In the age of curated feeds and filtered realities, Komorebi prompts a dialogue of creative identification. She navigates the social media panorama, crafting a definite on-line persona that pulsates with neon desires and sci-fi narratives. “The Tarana at home differs from the one embodied as Komorebi.”
Beneath the digital facade lies a fancy reality: Komorebi isn’t just a web based persona however a deliberate alternative, a side of the multifaceted Tarana. This duality, she confesses, is each liberating and fraught with stress. The on-line and offline stage turns into a canvas the place she will be able to paint with vibrant self-expression, shedding societal expectations and embracing performative fantasy. Yet, the highlight additionally casts harsh shadows, elevating the query of authenticity in a world obsessive about curated perfection. There are at all times the questions of ‘who we are?’ and ‘who we want to be?’
Komorebi’s journey displays the continued dialogue amongst artists within the digital age. How can we steadiness the craving for self-expression with the pressures of public visibility? Can authenticity actually exist when filtered via the lens of social media algorithms and viewers expectations? These questions resonate deeply with Komorebi, including complexity to her creative journey. In her songs, she doesn’t shrink back from this duality; she embraces it.
Komorebi is just not the primary artist to have twin identities (she’s influenced by folks like Bjork, David Bowie, and Grimes), and he or she gained’t be the final.
Collaborations and music fashion
“Genres are more like guidelines than walls,” says Komorebi. While digital beats kind the muse, her distinctive vocal fashion and recurring themes bind her sonic universe. Influences vary from the synth-laden choruses of the 80s and 90s to the pulsating rhythms of up to date trip-hop, pop, and various.
Beneath the colourful melodies lies a melancholic thread, reflecting Komorebi’s private experiences with household, love, and the struggles which have formed her.

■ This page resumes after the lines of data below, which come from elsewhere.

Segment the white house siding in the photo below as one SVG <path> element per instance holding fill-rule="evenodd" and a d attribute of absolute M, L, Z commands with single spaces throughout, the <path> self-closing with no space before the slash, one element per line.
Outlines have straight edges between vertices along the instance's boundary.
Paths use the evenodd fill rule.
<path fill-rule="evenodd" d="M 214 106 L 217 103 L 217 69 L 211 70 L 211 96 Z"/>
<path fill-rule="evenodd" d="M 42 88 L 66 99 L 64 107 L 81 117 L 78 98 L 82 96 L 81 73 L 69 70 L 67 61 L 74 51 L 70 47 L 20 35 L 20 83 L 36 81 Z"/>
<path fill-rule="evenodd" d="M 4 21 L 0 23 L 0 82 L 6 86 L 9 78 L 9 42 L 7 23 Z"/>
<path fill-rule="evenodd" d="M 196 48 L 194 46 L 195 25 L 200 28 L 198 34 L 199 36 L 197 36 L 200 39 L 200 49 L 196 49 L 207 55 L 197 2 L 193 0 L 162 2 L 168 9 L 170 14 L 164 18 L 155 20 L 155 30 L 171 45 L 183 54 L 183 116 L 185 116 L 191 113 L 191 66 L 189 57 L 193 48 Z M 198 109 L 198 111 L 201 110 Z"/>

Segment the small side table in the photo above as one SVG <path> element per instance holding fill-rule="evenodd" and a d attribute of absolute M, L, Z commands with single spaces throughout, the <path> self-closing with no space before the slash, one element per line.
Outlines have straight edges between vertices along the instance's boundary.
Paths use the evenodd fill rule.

This somberness, mirrored in Kiane’s story, is just not an indulgence in despair; it’s a bittersweet ballad that carries an undercurrent of hope.
The Fall options collaborations with indie stars, together with Easy Wanderlings lending flute and harmonies, Warren Mendonsa on electrical guitar, and Dhruv Visvanath on acoustic.
Collaboration, she reckons, serves as a significant counterpoint to the potential isolation of inventive exploration. “Spending too much time in your own head can lead to myopia,” she admits, “A collaborator brings a refreshing energy that can broaden the boundaries of the canvas.” This is just not a collision however a deliberate infusion of views. It is just not about including noise however weaving one other thread into the album’s tapestry to counterpoint its texture.
“Every note and beat, becomes a building block in Kiane’s journey, and each collaborator adds a unique flavour to that narrative.”
In a world that always feels isolating, Komorebi desires her music to remind us that we aren’t alone. “The ultimate joy for an artist is when a listener connects deeply with a song, expressing that it helped them navigate their struggles,” she says, “Receiving messages from people who share that my music has positively impacted their lives is a profound and fulfilling experience. It highlights the unique ability of music to touch lives, forging a connection even without physical interaction.”